ねえ?と同意を求めるように、クリスティナが同じオペレーターのフェルト・グレイスに顔を向けた。

だがカールでクールな彼女は、興味なさそうに一瞥しただけでまた自分の作業に戻った。

つれないの、とクリスティナがすねたように唇を尖らせる。

そこにこの艦の艦長を勤めるスメラギ・李・ノリエガかブリッジへと入ってきた。

 

「そんなに固くならないで、クリスティナ」

 

「でも、スメラギさん」

 

「彼ら新生ガンダムマイスターたちと、ガンダムたちの御披露目よ、ド派手にいきましょ」

 

スメラギは長い髪をかきあげながら、手にしていたボトルに口をつけた。

 

「あーっ、お酒飲んでる!」

 

クリスティナが目ざとく見つけた。

 

「マジですか!?」

 

とリヒテンダール。

 

「いいでしょ、私は作戦を考える係。あとのことは任せるから」

 

そう言って、スメラギはグビリとやった。

だがボトルから口を離したとき、スメラギの目には戦況を見定める者の厳しさが浮かんでいた。

 

私の予報が当たっていれば、きっと今頃は━━

 

 

 

 

上空三千メートルの空域の中、白と青を基調にした色彩を持つモビルスーツが軌道エレベーターに沿うようにして降りてきていた。その先には、IS学園の第二アリーナが見える。

 

「30482、エクシアインペリアル、目標地点を視認、【インペリアルシステム】異常なし、GN粒子の散布、目標到達と同時に終了させる」

 

まるで機械から出される音声のように感情の籠もっていないその声は、搭乗している少年をより機械じみた人間にしていた。

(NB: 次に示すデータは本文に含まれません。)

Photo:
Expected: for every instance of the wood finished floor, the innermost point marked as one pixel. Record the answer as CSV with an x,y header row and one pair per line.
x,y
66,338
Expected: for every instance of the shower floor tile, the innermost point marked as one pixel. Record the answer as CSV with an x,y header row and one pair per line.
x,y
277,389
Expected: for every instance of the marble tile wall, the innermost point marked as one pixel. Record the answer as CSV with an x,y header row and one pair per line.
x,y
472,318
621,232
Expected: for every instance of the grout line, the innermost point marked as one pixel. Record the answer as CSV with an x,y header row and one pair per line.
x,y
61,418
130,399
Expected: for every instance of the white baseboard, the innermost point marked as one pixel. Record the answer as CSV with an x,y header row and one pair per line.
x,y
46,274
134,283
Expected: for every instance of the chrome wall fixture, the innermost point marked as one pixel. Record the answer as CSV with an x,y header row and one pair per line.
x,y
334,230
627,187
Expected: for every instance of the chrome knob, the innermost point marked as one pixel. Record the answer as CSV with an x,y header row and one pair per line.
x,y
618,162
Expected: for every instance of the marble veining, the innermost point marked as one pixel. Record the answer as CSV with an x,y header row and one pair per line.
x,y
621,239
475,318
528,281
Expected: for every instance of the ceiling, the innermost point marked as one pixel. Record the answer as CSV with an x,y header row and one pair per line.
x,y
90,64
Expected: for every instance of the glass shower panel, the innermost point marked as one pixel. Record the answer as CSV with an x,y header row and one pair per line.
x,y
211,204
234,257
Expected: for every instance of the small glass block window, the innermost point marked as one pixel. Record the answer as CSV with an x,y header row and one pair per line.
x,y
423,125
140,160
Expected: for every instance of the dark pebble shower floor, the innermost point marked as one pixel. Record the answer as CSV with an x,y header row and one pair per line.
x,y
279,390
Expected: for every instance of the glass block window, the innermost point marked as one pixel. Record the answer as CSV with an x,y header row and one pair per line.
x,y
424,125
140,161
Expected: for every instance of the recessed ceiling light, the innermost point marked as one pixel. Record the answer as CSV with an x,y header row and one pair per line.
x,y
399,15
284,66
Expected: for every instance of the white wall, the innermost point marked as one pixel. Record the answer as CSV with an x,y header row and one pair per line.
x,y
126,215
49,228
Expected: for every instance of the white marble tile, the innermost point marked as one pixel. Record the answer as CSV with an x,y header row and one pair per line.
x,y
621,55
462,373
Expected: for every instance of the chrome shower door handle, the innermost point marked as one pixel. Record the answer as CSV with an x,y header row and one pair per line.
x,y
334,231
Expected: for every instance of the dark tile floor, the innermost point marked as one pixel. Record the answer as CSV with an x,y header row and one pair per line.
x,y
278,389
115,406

そうしているうちにも第二アリーナの姿が鮮明に映し出される。そこには二機の第三世代ISと黒い全身装甲の機体が映っていた。それはスメラギの予報が当たった証拠だった。

 

「目標対象確認。予定通り、ミッションを開始する」

 

その機体、ガンダムエクシアインペリアルは、背面にある機関部が唸りを上げ始めた。円錐の付け根部分から光の粒子が排出される。

 

 

 

 

「くっ……!」

 

目の前に立ちはだかる、謎のIS。ついさきほどグラハムたちが見たあの黒い点がここ、第二アリーナの遮断シールドを突き破って進入してきたのは異形であった。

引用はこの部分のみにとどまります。